Friday, September 18, 2015

Constitution Day Reflections on the Obergefell Decision

Yesterday (September 17) was “Constitution Day,” and in honor of the Constitution, I would like to present my thoughts on the recent Supreme Court decision regarding same sex marriage.

As many politicians like to say, the purpose of the Supreme Court
is not to write laws, but to interpret them in light of the Constitution. In 1803, in Marbury v. Madison, the Supreme Court ruled that Congress had exceeded its authority under the Constitution in the case of a dispute regarding a political appointment, and in the process established a doctrine called “judicial review.” This concept has always been controversial, since the Court’s power to strike down congressional legislation could easily be misused, but the principle itself has been a part of our republic from almost the beginning.

Since the Constitution delineates certain powers to the various branches of the federal government and reserves the rest to “the states respectively, or to the people,” according to the Tenth Amendment, the Court’s exercise of judicial review as such is not a problem so long as it respects the clear text of the Constitution itself and permits the states and the people to exercise the freedom reserved to them. But what if the Court decides to invent certain rights that are not actually found in the Constitution, declare them to be constitutionally protected, and then interfere with the right of the states and the people to determine those questions for themselves?
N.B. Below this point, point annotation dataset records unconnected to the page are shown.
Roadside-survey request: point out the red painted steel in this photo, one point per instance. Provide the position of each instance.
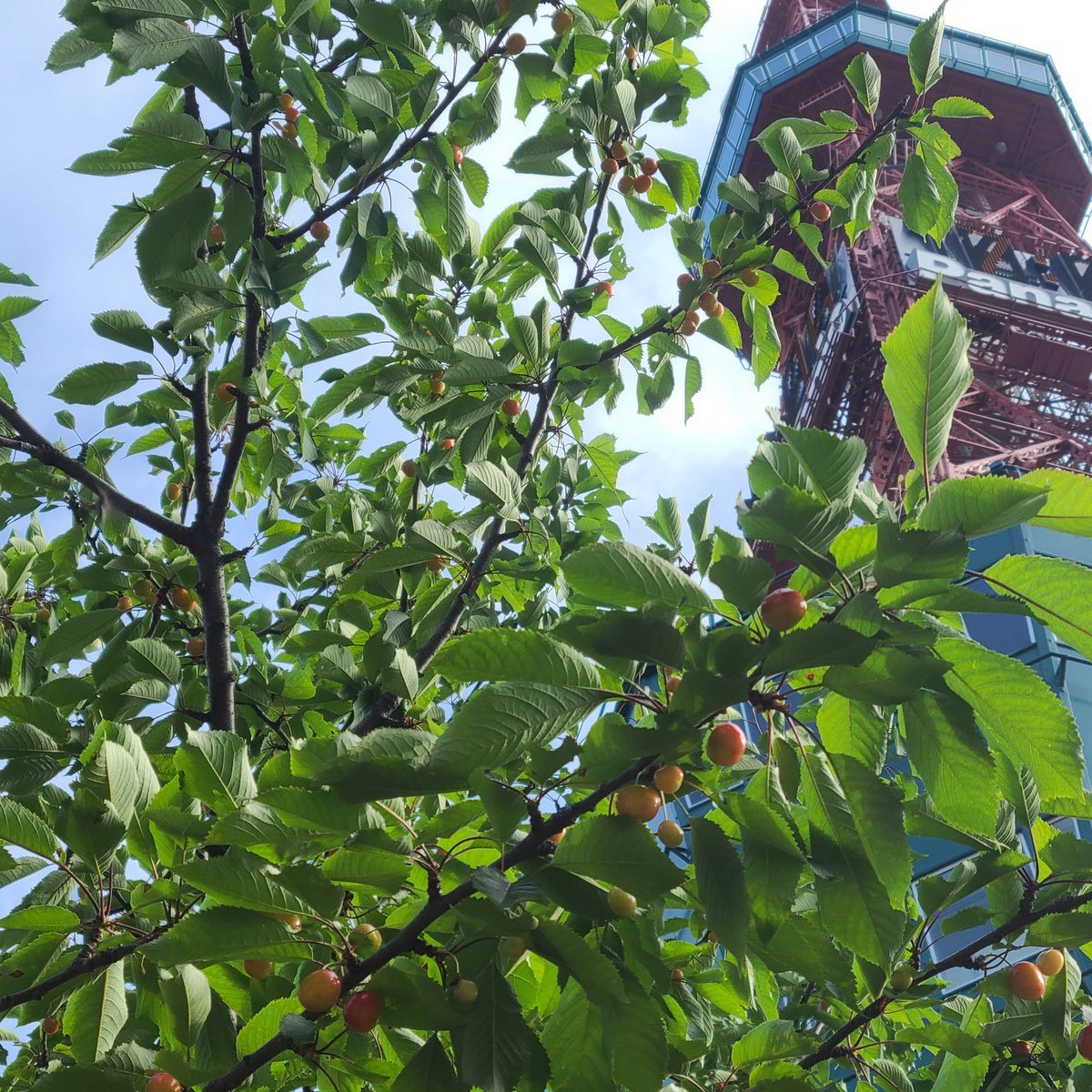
(1024, 187)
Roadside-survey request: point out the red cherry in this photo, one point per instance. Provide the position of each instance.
(319, 991)
(638, 802)
(1085, 1042)
(1026, 981)
(363, 1010)
(784, 609)
(726, 743)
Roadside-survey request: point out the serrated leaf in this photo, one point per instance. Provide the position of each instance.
(626, 576)
(1019, 715)
(496, 655)
(1057, 591)
(926, 375)
(216, 768)
(621, 852)
(96, 1013)
(721, 885)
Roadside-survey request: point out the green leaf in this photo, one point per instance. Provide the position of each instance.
(918, 197)
(169, 241)
(721, 885)
(496, 655)
(218, 934)
(42, 920)
(981, 506)
(864, 76)
(625, 576)
(596, 975)
(633, 1033)
(765, 1042)
(1057, 592)
(924, 56)
(72, 50)
(94, 383)
(21, 827)
(802, 527)
(1020, 716)
(944, 1036)
(387, 25)
(854, 729)
(853, 904)
(240, 879)
(188, 997)
(905, 555)
(15, 307)
(535, 246)
(124, 221)
(621, 852)
(216, 768)
(833, 463)
(926, 375)
(1058, 1002)
(742, 580)
(959, 107)
(96, 1013)
(817, 647)
(495, 1047)
(573, 1040)
(950, 756)
(1068, 501)
(429, 1070)
(126, 328)
(150, 43)
(164, 137)
(501, 721)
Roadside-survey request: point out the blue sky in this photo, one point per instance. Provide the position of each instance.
(55, 217)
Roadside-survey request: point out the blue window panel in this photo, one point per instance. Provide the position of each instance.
(1000, 63)
(893, 32)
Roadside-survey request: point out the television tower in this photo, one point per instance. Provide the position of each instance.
(1015, 265)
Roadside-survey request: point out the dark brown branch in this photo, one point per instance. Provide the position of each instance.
(1016, 924)
(39, 449)
(75, 970)
(639, 337)
(386, 704)
(377, 174)
(212, 514)
(408, 938)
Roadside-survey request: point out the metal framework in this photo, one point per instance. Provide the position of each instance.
(1031, 401)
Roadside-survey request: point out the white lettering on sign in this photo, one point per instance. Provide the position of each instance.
(932, 266)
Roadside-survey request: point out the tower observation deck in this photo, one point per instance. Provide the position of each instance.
(1015, 263)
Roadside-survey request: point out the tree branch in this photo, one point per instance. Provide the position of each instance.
(75, 970)
(326, 211)
(658, 326)
(387, 703)
(39, 449)
(1014, 926)
(405, 940)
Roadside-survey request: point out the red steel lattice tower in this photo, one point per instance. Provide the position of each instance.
(1015, 265)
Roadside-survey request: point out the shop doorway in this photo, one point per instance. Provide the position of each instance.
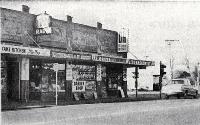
(13, 90)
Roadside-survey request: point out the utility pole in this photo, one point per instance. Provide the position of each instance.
(162, 73)
(198, 74)
(136, 80)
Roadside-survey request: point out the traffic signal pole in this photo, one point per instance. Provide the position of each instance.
(162, 73)
(136, 80)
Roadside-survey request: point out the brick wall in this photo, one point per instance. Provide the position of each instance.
(65, 35)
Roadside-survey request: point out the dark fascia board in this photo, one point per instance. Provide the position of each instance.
(95, 28)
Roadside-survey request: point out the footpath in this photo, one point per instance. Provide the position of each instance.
(142, 96)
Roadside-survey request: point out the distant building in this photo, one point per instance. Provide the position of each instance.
(87, 60)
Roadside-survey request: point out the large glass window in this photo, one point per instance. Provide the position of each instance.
(43, 77)
(84, 80)
(3, 75)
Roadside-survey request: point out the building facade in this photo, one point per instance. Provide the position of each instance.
(44, 59)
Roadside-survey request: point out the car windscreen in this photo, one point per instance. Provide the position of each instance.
(177, 82)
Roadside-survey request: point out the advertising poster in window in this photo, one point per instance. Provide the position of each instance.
(78, 86)
(99, 72)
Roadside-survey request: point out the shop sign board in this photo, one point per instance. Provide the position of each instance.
(122, 47)
(140, 62)
(24, 50)
(78, 86)
(99, 72)
(124, 74)
(71, 56)
(43, 22)
(68, 73)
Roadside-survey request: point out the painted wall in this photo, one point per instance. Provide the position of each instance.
(65, 35)
(14, 26)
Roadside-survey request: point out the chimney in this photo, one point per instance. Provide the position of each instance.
(69, 18)
(25, 9)
(99, 25)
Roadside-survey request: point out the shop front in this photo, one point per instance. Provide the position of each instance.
(36, 74)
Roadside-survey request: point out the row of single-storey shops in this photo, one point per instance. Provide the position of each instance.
(29, 73)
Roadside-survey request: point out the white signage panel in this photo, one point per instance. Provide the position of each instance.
(24, 50)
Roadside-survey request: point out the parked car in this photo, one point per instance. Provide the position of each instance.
(180, 88)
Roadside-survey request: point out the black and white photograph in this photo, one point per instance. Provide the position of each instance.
(100, 62)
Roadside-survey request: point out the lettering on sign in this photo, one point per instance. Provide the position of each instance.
(99, 72)
(43, 22)
(71, 56)
(24, 50)
(122, 47)
(78, 86)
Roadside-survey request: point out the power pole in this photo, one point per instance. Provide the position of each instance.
(136, 80)
(198, 74)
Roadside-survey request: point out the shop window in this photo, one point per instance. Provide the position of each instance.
(3, 75)
(43, 77)
(84, 79)
(114, 79)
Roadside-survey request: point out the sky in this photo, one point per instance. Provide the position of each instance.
(149, 25)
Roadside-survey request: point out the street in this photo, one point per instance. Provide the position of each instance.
(159, 112)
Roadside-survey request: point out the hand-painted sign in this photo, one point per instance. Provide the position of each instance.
(100, 58)
(24, 50)
(78, 86)
(71, 56)
(99, 78)
(43, 22)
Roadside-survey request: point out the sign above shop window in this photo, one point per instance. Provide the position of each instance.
(43, 24)
(122, 42)
(71, 56)
(100, 58)
(24, 50)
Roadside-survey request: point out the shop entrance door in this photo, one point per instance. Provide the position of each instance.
(13, 79)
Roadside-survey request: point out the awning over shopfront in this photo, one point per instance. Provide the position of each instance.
(103, 59)
(20, 50)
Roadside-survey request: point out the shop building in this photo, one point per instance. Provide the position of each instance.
(46, 59)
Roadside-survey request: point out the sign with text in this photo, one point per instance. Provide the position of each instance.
(78, 86)
(68, 71)
(43, 22)
(99, 72)
(71, 56)
(122, 47)
(24, 50)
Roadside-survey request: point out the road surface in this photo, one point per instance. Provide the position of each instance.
(159, 112)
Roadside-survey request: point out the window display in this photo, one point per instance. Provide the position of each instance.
(85, 73)
(43, 77)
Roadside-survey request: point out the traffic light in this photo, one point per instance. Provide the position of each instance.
(135, 75)
(162, 69)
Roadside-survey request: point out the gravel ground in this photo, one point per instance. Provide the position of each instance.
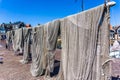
(12, 69)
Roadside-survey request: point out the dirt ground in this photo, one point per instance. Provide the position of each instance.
(12, 69)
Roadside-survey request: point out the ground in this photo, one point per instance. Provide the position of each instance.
(12, 69)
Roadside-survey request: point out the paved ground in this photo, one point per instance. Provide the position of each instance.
(12, 69)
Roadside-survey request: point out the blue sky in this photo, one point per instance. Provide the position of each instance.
(42, 11)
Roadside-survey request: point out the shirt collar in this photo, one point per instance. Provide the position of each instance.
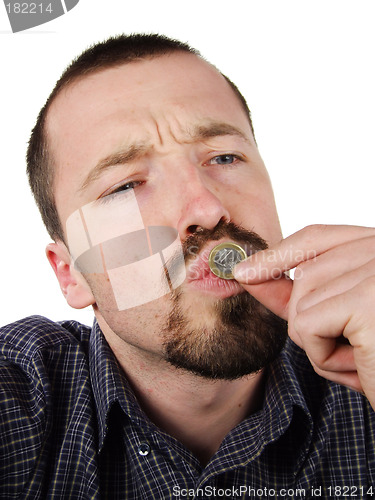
(110, 385)
(284, 391)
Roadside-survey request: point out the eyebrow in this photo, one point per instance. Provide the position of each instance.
(137, 150)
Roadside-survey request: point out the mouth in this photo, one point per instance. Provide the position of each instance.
(199, 276)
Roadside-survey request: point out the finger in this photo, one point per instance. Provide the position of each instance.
(302, 246)
(346, 314)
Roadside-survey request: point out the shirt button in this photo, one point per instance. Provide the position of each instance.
(144, 449)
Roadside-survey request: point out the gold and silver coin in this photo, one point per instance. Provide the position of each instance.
(224, 257)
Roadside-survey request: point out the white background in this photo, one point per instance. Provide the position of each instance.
(305, 67)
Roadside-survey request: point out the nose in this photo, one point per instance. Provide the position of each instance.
(200, 208)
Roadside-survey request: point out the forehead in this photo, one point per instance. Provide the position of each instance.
(180, 83)
(153, 100)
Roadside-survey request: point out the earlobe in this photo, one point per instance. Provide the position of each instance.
(73, 286)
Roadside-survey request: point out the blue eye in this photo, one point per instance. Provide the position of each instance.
(225, 159)
(119, 189)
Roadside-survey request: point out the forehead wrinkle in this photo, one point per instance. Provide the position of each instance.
(195, 134)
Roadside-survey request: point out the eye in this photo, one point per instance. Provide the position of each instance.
(224, 159)
(120, 189)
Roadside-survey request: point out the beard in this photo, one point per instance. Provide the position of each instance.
(240, 336)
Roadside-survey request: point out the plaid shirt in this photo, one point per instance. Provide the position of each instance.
(71, 428)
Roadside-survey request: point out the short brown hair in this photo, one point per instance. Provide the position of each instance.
(110, 53)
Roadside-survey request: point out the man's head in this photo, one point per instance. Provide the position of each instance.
(170, 129)
(109, 54)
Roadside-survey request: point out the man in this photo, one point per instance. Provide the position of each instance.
(187, 384)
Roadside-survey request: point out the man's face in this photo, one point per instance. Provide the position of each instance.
(172, 130)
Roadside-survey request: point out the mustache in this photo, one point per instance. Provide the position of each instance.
(250, 240)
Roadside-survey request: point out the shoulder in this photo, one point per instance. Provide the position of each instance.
(43, 373)
(36, 333)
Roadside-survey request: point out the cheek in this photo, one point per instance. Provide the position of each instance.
(253, 207)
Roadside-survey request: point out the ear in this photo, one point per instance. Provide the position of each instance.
(73, 286)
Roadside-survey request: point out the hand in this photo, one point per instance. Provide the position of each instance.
(330, 303)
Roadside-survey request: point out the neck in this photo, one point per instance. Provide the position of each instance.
(196, 411)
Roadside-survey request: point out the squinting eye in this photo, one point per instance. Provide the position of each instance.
(226, 159)
(119, 189)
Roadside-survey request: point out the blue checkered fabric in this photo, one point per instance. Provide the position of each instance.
(71, 428)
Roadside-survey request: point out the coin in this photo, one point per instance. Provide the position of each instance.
(224, 257)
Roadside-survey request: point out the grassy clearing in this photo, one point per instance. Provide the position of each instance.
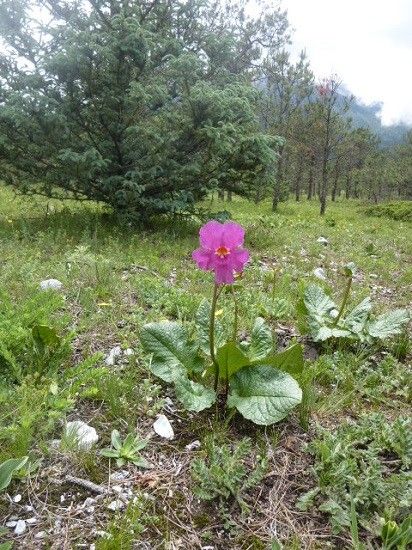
(115, 279)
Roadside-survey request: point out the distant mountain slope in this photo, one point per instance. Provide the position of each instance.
(367, 116)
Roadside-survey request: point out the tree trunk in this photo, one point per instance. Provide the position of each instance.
(278, 181)
(335, 182)
(348, 185)
(310, 180)
(299, 179)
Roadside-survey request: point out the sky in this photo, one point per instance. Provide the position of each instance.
(367, 43)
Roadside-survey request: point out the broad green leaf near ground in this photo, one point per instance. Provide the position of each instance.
(261, 340)
(173, 354)
(263, 394)
(193, 396)
(230, 359)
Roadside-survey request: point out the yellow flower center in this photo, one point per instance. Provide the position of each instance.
(222, 251)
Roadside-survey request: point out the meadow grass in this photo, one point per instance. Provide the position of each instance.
(117, 278)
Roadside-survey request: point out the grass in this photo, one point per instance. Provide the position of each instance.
(115, 279)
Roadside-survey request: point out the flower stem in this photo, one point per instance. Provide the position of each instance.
(344, 301)
(216, 292)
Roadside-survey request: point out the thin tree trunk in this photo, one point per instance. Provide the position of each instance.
(299, 179)
(335, 182)
(310, 180)
(278, 181)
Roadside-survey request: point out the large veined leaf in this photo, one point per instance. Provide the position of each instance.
(173, 353)
(324, 333)
(203, 322)
(317, 302)
(389, 324)
(356, 319)
(194, 396)
(263, 394)
(8, 468)
(290, 360)
(261, 341)
(230, 359)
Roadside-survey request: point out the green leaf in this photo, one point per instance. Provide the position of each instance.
(194, 396)
(389, 324)
(7, 469)
(324, 333)
(263, 394)
(45, 336)
(173, 354)
(261, 342)
(116, 440)
(230, 359)
(317, 302)
(202, 320)
(290, 360)
(356, 319)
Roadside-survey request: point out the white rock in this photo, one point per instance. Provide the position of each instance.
(119, 476)
(320, 273)
(11, 524)
(193, 445)
(30, 521)
(163, 427)
(20, 527)
(85, 435)
(116, 505)
(51, 284)
(110, 359)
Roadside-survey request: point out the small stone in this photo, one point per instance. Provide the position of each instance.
(31, 521)
(163, 427)
(194, 445)
(119, 476)
(319, 272)
(85, 435)
(110, 359)
(20, 527)
(116, 505)
(51, 284)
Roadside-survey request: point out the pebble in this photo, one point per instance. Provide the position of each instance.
(163, 427)
(51, 284)
(320, 273)
(85, 435)
(110, 359)
(20, 527)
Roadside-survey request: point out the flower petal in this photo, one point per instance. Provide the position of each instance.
(238, 259)
(224, 274)
(203, 258)
(211, 235)
(233, 235)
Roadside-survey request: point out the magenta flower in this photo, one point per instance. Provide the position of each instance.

This is precisely what the Court did in 1857 in the infamous Dred Scott v. Sanford decision. Scott was a slave from Missouri whose master took him into federal territory where slavery was illegal. Scott eventually returned to Missouri, and sued for his freedom, arguing that once he was taken into free soil he became free, which is what the law stated under the Missouri Compromise. The case went up the appellate process all the way to the Supreme Court, which ruled against him, and in the process declared the Missouri Compromise unconstitutional. Chief Justice Taney’s justification for the ruling was a legal theory known as “substantive due process.” The Fifth Amendment states that no person shall be deprived of life, liberty or property “without due process of law.” That amendment says nothing about the specific content of what that liberty or property is. That is left up to legislatures to decide. It simply says that no citizen may be deprived of such unless whatever laws and procedures the legislatures have created are duly followed - “due process of law.”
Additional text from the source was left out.